Kühe zwischen Streicheln und Essen

BLOG: Vom Hai gebissen

Notizen aus dem Haifischbecken
Vom Hai gebissen

Es gab da eine Zeit in den Wochen meiner Semesterferien, in denen mir das Geflügel doch irgendwie ein Stück weit zum Hals raus hing – Zeit, sich mit anderen Themen wie zum Beispiel Kühen zu beschäftigen und das auf einer weniger tiermedizinischen oder landwirtschaftlichen Ebene, sondern eher persönlich, unter vier Augen sozusagen. Kühe, die ausschließlich zum Streicheln da sind, das kannte ich so auch noch nicht und stand eines Nachmittages recht gespannt auf einem kleinen gemütlichen Bauernhof. 

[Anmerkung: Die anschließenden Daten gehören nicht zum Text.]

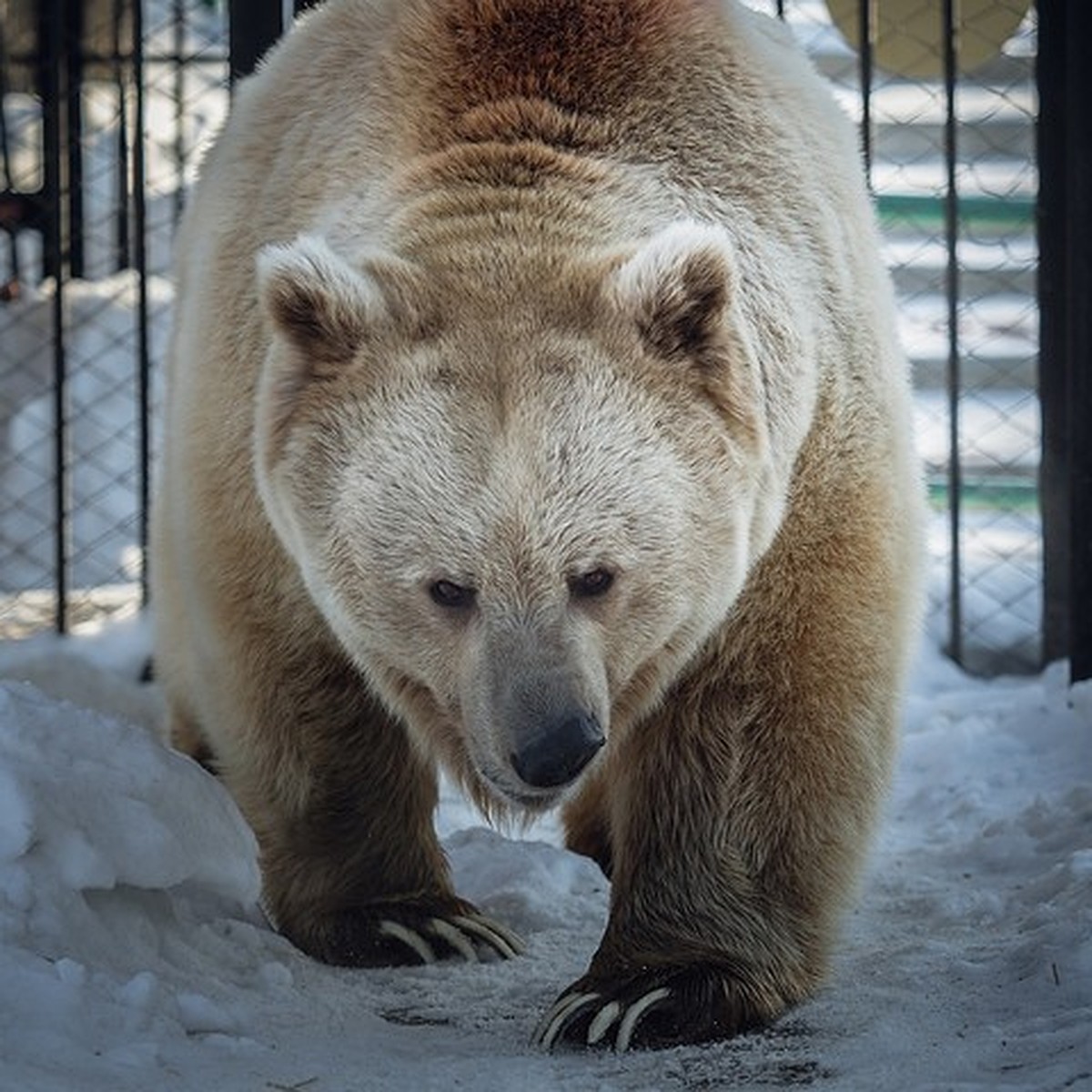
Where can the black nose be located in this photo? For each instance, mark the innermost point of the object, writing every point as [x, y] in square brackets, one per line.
[557, 754]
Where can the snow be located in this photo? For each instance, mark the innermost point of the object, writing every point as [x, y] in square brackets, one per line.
[134, 955]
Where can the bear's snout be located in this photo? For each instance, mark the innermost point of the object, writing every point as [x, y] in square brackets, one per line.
[558, 753]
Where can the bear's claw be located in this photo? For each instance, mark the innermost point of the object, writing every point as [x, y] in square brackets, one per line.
[403, 933]
[459, 934]
[663, 1007]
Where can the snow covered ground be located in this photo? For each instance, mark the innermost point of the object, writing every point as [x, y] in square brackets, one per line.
[132, 956]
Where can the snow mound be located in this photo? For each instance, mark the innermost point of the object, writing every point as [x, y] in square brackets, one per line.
[132, 955]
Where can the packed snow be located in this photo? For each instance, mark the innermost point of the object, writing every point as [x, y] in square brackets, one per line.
[134, 955]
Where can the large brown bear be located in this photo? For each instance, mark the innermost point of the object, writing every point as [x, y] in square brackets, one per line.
[535, 410]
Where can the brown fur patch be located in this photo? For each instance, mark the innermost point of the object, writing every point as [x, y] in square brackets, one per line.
[550, 60]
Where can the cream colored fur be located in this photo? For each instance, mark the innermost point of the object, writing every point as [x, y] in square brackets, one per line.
[572, 309]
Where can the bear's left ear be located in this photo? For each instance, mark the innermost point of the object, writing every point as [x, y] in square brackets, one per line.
[678, 288]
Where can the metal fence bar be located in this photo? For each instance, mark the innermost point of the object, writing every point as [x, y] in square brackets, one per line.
[143, 312]
[254, 27]
[1065, 228]
[867, 17]
[55, 125]
[948, 30]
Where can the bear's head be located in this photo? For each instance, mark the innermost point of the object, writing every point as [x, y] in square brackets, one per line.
[520, 517]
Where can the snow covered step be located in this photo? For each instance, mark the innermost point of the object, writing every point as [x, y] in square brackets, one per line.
[998, 339]
[986, 267]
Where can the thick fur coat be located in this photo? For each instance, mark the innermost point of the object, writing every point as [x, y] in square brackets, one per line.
[535, 410]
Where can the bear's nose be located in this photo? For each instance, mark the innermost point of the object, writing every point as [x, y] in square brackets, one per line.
[558, 753]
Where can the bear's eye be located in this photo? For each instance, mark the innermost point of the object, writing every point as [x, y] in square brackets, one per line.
[447, 593]
[590, 584]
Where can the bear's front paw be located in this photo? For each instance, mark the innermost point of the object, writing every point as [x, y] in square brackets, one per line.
[658, 1007]
[396, 934]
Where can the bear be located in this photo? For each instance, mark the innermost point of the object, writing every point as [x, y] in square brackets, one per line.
[535, 412]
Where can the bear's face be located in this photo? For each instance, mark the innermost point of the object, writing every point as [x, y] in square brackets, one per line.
[520, 535]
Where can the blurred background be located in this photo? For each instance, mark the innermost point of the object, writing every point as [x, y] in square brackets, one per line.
[966, 116]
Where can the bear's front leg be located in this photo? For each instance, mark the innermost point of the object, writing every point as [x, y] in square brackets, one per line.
[734, 840]
[343, 806]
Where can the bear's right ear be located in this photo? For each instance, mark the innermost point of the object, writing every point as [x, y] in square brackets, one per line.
[317, 300]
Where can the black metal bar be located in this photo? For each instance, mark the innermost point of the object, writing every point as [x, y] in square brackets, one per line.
[867, 33]
[123, 243]
[9, 183]
[72, 35]
[143, 339]
[53, 81]
[1065, 239]
[179, 43]
[252, 28]
[949, 38]
[1053, 311]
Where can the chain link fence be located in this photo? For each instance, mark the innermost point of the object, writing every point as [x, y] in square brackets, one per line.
[948, 131]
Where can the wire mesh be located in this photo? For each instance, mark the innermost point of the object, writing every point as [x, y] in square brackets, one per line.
[951, 163]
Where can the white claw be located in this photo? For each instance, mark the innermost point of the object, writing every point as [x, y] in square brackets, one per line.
[555, 1020]
[410, 938]
[458, 940]
[602, 1022]
[633, 1014]
[503, 940]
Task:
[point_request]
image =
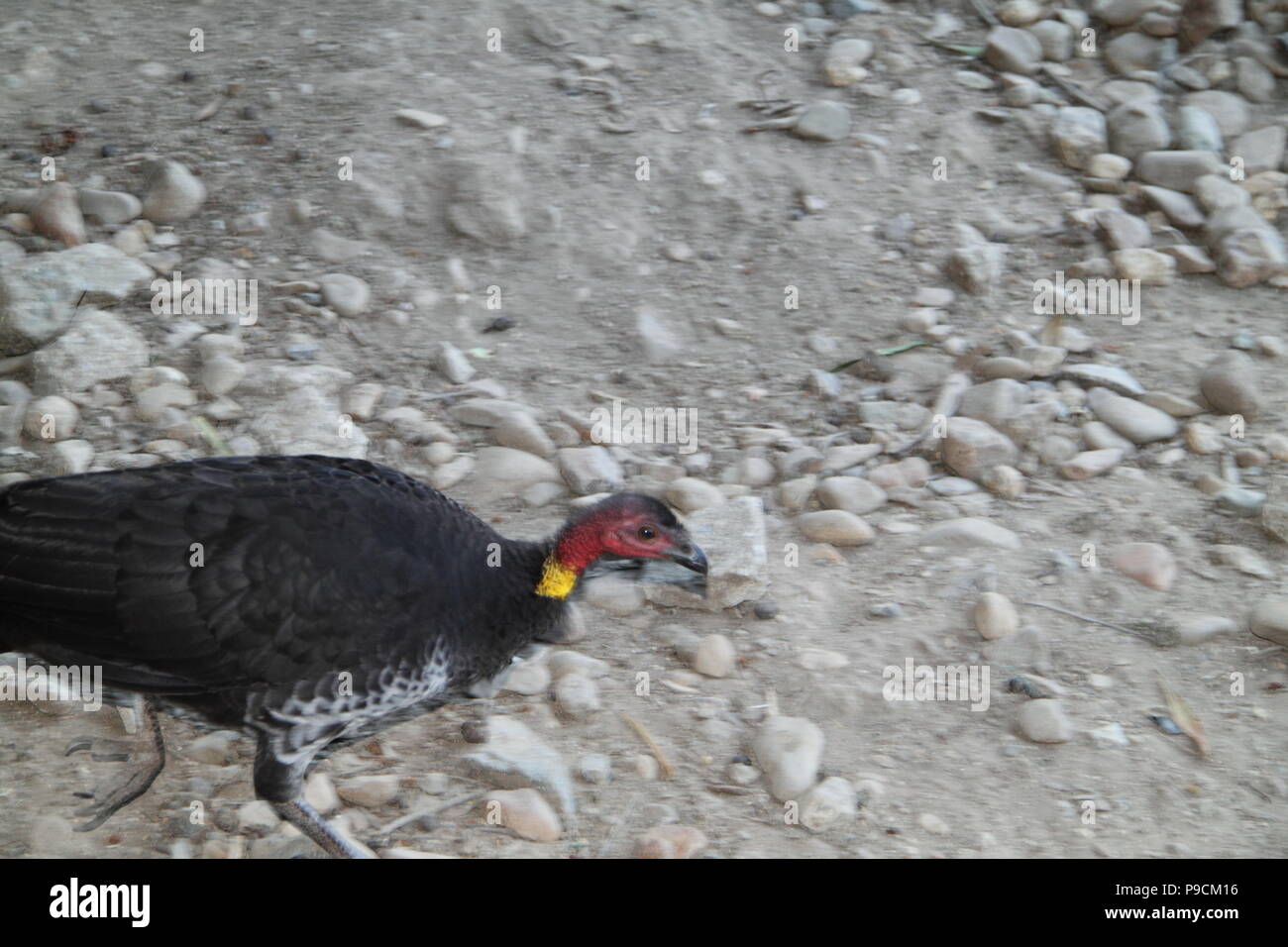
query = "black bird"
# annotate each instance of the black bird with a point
(307, 599)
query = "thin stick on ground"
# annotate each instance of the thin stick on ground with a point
(668, 770)
(1087, 618)
(429, 810)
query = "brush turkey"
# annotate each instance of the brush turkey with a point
(307, 599)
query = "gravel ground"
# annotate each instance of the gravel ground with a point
(472, 224)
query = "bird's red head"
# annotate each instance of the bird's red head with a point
(626, 525)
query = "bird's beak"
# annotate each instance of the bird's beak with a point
(688, 554)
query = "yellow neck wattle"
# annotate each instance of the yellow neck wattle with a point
(557, 579)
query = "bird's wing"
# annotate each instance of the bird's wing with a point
(230, 573)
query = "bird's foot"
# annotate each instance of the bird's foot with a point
(147, 759)
(308, 821)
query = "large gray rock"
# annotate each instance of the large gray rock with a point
(304, 414)
(789, 750)
(39, 294)
(97, 347)
(487, 197)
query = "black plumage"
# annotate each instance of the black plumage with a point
(305, 598)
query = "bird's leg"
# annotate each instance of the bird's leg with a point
(308, 821)
(147, 754)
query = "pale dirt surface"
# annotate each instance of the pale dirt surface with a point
(574, 286)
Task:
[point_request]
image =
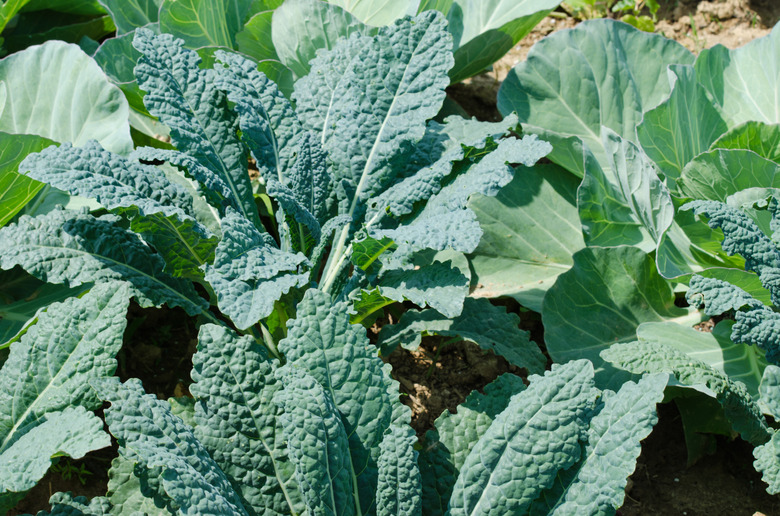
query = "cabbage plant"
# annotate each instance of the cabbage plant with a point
(295, 411)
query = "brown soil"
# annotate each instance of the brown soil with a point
(694, 24)
(724, 483)
(435, 378)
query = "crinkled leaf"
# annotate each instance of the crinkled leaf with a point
(689, 245)
(459, 432)
(145, 426)
(316, 443)
(159, 209)
(380, 98)
(542, 425)
(768, 463)
(601, 73)
(770, 390)
(268, 123)
(130, 490)
(715, 348)
(237, 421)
(740, 235)
(184, 98)
(597, 485)
(651, 357)
(250, 273)
(48, 369)
(531, 230)
(446, 221)
(488, 326)
(75, 248)
(322, 342)
(718, 296)
(398, 491)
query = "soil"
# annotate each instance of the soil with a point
(439, 376)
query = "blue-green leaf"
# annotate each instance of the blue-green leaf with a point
(204, 23)
(445, 221)
(159, 209)
(184, 98)
(76, 248)
(337, 354)
(597, 485)
(146, 427)
(250, 273)
(542, 425)
(131, 14)
(237, 421)
(316, 443)
(398, 491)
(489, 326)
(44, 387)
(438, 285)
(379, 101)
(300, 28)
(651, 357)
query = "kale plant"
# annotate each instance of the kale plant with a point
(294, 410)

Während sich die beiden äußerst gemächlich von ihrer Weide bequemten, fiel mir gleich der erste Fehler auf. Das waren definitiv keine Kühe, sondern Bullen. Nicht, dass ich viel mit Bullen zu tun hätte – also weder noch – aber der Körperbau ist dann doch recht markant. Jetzt waren die beiden ja praktisch auf derlei Aktionen mit Besuchern spezialisiert und wirkten dann auch bei direktem Kontakt wenig aufgeregt und waren sogar zu Späßen aufgelegt. So stellte das Fotografieren eine echte Herausforderung dar, denn jedes Summen oder Piepsen veranlasste die beiden, das seltsame Gerät aus einem Zentimeter Entfernung zu begutachten. Auch der Smartphone-Trick funktionierte anfangs nur so leidlich. Außerdem möchte man es auch unbedingt vermeiden, dass einem so ein Bulle auf den Fuß tritt, das tut auch freundschaftlich weh. 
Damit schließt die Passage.